K-State researchers work to advance biofuel production with $1.9 million grant
MANHATTAN, Kan. (WIBW) - Researchers at K-State will work to advance the production of biofuels with a new $1.9 million grant.
Kansas State University says two of its researchers are now part of a 5-year collaborative grant from the U.S. Department of Energy to improve oilseed crops to be used as biofuels and other bioproducts.
K-State indicated that Timothy Durrett, associate professor of biochemistry and molecular biophysics, and Ruth Welti, university distinguished professor of biology, were granted nearly $1.9 million to better understand how changing the biochemistry of oilseed plants alters oil production.
The University noted that the research group is working with camelina and pennycress - non-food oilseed crops - which can be used as cover crops by farmers.
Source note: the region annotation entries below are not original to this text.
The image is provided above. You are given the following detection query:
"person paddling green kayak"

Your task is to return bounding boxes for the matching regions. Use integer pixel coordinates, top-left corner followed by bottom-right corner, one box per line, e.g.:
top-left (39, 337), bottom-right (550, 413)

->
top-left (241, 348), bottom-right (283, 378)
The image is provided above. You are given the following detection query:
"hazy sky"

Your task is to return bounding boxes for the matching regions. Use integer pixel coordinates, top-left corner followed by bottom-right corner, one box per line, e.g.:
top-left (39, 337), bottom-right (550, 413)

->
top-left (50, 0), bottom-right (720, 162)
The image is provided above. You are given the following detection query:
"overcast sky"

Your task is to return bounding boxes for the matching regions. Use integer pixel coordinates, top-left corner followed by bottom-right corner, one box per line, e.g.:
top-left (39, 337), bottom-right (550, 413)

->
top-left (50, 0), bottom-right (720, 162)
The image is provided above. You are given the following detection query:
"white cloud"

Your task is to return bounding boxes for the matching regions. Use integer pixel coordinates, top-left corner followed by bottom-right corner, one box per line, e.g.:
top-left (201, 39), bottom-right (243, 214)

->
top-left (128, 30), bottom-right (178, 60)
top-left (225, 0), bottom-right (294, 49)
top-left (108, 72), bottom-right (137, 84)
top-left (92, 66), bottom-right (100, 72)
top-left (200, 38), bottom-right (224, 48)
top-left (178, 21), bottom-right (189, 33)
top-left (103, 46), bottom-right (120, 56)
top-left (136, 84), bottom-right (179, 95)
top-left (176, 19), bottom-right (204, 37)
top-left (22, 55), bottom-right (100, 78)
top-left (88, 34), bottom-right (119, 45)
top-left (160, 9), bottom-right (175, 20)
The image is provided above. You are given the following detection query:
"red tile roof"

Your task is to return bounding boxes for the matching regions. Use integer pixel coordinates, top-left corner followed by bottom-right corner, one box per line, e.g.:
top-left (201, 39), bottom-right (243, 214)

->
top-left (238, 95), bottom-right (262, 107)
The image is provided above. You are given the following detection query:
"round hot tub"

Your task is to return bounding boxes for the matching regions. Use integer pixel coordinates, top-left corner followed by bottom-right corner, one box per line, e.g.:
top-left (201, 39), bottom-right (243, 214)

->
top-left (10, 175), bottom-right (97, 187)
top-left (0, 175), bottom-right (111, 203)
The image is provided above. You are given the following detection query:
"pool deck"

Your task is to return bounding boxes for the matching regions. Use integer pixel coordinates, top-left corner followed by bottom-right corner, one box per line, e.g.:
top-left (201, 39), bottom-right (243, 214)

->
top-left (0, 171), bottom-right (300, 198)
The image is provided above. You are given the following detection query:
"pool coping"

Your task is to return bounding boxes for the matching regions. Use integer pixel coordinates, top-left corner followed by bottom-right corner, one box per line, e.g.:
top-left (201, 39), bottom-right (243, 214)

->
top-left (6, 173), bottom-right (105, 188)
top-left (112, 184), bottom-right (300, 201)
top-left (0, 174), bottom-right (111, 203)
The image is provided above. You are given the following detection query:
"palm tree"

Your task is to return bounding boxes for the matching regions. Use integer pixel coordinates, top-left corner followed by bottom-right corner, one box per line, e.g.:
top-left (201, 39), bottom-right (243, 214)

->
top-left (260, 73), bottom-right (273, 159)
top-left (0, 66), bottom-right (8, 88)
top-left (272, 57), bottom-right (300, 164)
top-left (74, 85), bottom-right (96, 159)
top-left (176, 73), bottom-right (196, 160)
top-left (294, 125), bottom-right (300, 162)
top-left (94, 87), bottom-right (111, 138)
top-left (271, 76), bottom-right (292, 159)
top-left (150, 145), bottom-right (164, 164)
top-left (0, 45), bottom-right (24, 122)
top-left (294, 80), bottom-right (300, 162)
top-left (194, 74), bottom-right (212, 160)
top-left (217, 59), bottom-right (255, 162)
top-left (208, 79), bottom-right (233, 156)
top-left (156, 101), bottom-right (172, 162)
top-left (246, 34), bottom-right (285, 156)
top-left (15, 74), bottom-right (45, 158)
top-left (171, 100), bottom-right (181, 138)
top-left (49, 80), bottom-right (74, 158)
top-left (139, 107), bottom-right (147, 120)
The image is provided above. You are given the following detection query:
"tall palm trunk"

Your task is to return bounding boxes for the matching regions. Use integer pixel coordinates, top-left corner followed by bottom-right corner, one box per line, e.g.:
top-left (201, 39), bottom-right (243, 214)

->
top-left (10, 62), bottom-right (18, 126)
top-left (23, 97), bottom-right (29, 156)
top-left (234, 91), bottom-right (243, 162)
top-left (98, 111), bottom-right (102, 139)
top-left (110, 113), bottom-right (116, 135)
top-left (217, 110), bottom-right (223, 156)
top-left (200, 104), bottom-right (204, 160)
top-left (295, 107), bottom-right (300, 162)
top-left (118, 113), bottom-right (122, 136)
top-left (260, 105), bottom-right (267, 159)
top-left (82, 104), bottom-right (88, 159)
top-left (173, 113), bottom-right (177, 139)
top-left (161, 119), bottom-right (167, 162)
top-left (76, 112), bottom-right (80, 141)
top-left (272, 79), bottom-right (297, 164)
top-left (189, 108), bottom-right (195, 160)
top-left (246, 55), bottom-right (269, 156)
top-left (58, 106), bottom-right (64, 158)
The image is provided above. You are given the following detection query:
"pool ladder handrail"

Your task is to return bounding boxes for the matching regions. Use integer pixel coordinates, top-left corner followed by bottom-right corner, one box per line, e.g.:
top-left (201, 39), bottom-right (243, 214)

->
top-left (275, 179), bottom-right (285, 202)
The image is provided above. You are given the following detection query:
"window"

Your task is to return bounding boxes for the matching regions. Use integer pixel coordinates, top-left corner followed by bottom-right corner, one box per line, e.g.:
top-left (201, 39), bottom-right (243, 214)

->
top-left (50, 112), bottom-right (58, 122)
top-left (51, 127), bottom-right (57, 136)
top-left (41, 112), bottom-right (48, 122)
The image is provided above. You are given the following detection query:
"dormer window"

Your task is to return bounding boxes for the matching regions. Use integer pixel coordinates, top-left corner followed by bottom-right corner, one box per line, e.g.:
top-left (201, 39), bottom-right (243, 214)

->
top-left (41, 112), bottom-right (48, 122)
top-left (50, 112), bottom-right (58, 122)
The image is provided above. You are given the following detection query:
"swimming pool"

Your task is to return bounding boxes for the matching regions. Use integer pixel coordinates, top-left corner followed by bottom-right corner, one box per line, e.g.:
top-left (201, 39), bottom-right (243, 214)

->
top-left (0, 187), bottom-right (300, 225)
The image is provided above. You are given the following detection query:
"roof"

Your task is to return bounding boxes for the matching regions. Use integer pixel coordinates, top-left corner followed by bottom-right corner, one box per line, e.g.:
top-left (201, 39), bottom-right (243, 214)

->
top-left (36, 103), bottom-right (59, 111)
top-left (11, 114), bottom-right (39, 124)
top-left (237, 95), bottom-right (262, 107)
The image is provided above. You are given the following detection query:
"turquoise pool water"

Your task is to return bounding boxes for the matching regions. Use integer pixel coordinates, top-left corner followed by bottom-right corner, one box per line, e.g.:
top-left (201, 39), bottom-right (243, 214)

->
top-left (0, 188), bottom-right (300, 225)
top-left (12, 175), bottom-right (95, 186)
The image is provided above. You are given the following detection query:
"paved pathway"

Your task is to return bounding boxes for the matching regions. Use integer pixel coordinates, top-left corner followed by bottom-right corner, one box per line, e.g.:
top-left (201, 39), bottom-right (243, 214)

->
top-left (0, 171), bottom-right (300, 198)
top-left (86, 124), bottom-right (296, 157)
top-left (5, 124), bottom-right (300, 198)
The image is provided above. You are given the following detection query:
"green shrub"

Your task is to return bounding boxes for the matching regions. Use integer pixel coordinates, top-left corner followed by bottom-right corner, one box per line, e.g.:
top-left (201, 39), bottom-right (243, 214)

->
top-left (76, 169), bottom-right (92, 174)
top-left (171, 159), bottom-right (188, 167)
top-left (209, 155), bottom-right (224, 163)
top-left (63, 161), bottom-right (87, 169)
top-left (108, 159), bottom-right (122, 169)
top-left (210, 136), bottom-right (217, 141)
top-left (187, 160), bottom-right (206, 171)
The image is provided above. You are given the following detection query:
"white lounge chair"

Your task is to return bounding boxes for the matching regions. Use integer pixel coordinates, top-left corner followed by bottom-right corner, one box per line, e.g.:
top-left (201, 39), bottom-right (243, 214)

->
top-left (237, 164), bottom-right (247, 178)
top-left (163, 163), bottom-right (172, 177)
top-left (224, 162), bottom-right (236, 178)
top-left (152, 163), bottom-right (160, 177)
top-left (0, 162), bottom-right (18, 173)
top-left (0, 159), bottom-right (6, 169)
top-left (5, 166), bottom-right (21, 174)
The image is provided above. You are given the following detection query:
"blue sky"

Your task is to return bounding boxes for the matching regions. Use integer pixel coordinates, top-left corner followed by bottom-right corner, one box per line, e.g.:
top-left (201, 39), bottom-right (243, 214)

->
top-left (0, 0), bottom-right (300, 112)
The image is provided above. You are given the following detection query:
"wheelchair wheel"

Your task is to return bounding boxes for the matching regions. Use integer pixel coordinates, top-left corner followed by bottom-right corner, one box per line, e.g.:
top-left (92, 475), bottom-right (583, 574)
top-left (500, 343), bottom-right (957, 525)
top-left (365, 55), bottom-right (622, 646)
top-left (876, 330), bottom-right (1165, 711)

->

Durrett said the plants have not benefited from the breeding that has increased yield in other crops. He said the research will help better understand how the plants synthesize fatty acids to make lipids as they improve oil production and crop profitability.
As part of the collaboration, K-State said the professors will work to efficiently produce transgenic plants. Current research methods alter plant biochemistry at random spots in their DNA and Durrett hopes to make the genetic engineering process more predictable and efficient.
“We will implement cutting-edge plant synthetic biology,” Durrett said. “If we can insert the genetic changes in the same spot every time, it makes testing the effect that much easier. By understanding fundamental plant biochemical concepts, we can then apply these to other plant species as well.”
Welti, director of the Kansas Lipidomics Research Center at K-State, said she will analyze how the oils change in the altered plants.
“In my lab, I can get a snapshot of how the plants are responding to changes that are being introduced genetically,” Welti said. “This project will really help scientists understand the overall principles and rules of fatty acid and oil production in oilseed plants.”
The pair stressed that camelina and pennycress can be integrated into a traditional rotation and do not interfere with food production.
“If we are making biofuels or bioproducts, we don’t want to compete with food production,” Durrett said. “A cover crop by itself it will protect the soil from wind and runoff, but with these oilseed crops farmers also earn additional income.”